CAP Theorem: Explained

⚠️ This post is outdated. I’ve significantly revised my thinking on this topic. Please read the updated version: CAP Theorem Revisited instead. I’m keeping this post live to avoid breaking links, but the content below contains outdated information.

Several years ago, building performance into a software system was simple - you either increased your hardware resources (scale up) or modified your application to run more efficiently (performance tuning). Today, there's a third option: horizontal scaling (scale out).

Horizontal scaling of software systems has become necessary in recent years, due to the global nature of computing and the ever-increasing performance demands on applications. In many cases, it is no longer acceptable to run a single server with a single database in a single data center adjacent to your company's headquarters. We need truly distributed environments to tackle the business challenges of today.

Unfortunately, the performance benefits that horizontal scaling provides come at a cost - complexity. Distributed systems introduce many more factors into the performance equation than existed before. Data records vary across clients/nodes in different locations. Single points of failure destroy system up-time, and intermittent network issues creep up at the worst possible time.

These concerns of consistency (C), availability (A), and partition tolerance (P) across distributed systems make up what Eric Brewer coined as the CAP Theorem. Simply put, the CAP theorem demonstrates that any distributed system cannot guaranty C, A, and P simultaneously, rather, trade-offs must be made at a point-in-time to achieve the level of performance and availability required for a specific task.

[C] Consistency - All nodes see the same data at the same time.
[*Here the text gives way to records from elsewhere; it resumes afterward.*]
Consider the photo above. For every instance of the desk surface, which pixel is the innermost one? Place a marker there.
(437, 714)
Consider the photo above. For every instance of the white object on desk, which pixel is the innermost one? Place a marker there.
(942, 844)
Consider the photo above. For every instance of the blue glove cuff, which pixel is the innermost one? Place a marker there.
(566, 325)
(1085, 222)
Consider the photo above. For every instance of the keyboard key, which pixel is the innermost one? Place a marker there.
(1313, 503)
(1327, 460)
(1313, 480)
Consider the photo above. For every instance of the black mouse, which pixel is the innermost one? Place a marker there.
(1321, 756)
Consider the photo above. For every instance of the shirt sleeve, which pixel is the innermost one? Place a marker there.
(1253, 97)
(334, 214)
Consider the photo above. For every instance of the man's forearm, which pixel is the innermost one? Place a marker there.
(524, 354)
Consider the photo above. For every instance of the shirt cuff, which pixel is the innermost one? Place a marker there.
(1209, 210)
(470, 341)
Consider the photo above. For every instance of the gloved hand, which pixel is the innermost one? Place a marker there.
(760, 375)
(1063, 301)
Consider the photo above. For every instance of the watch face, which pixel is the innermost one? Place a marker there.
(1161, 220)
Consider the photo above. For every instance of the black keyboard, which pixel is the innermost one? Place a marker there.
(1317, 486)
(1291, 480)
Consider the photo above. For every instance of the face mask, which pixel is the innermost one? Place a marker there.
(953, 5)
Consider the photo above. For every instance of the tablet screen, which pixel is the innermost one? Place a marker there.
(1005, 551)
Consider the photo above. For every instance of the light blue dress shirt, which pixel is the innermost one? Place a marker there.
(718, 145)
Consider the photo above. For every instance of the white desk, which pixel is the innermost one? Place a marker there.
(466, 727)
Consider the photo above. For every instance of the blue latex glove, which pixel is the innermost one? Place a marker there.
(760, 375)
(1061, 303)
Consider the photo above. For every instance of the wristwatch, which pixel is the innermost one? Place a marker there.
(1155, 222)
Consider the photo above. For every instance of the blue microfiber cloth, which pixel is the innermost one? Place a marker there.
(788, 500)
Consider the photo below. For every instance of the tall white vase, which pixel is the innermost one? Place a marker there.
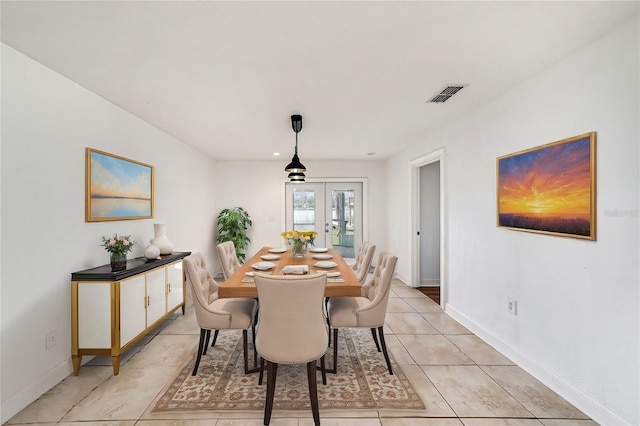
(160, 240)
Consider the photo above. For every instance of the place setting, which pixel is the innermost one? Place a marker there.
(318, 249)
(277, 250)
(322, 256)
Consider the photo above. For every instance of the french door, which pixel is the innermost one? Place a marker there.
(332, 209)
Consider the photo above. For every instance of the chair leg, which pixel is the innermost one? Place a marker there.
(203, 333)
(313, 391)
(245, 342)
(375, 338)
(326, 309)
(272, 370)
(323, 370)
(206, 342)
(253, 337)
(245, 350)
(261, 371)
(334, 370)
(384, 349)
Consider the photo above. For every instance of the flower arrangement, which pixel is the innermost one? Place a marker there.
(118, 246)
(302, 236)
(298, 240)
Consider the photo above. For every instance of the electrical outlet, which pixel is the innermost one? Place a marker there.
(50, 339)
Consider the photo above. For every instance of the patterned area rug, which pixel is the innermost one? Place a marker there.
(363, 380)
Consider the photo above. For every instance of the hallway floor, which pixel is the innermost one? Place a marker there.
(461, 379)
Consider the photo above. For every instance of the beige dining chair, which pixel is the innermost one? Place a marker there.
(213, 313)
(291, 329)
(363, 261)
(368, 310)
(228, 258)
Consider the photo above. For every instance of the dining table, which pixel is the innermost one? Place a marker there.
(341, 280)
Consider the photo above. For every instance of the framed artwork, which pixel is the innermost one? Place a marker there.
(550, 189)
(117, 188)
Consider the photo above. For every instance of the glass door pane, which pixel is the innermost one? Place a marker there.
(344, 201)
(305, 209)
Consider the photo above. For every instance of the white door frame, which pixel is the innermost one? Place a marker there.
(414, 222)
(365, 200)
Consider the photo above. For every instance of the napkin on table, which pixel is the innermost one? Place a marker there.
(295, 269)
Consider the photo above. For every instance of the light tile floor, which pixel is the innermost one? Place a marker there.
(462, 380)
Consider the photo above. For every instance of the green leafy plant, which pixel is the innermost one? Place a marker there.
(118, 246)
(232, 226)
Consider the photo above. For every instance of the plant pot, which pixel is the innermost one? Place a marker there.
(118, 263)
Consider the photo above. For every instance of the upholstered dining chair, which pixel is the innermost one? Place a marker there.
(213, 313)
(291, 329)
(363, 261)
(368, 310)
(228, 258)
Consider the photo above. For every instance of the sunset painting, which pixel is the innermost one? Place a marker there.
(550, 189)
(117, 188)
Simply put, performing a read operation will return the value of the most recent write operation causing all nodes to return the same data. A system has consistency if a transaction starts with the system in a consistent state, and ends with the system in a consistent state. In this model, a system can (and does) shift into an inconsistent state during a transaction, but the entire transaction gets rolled back if there is an error during any stage in the process.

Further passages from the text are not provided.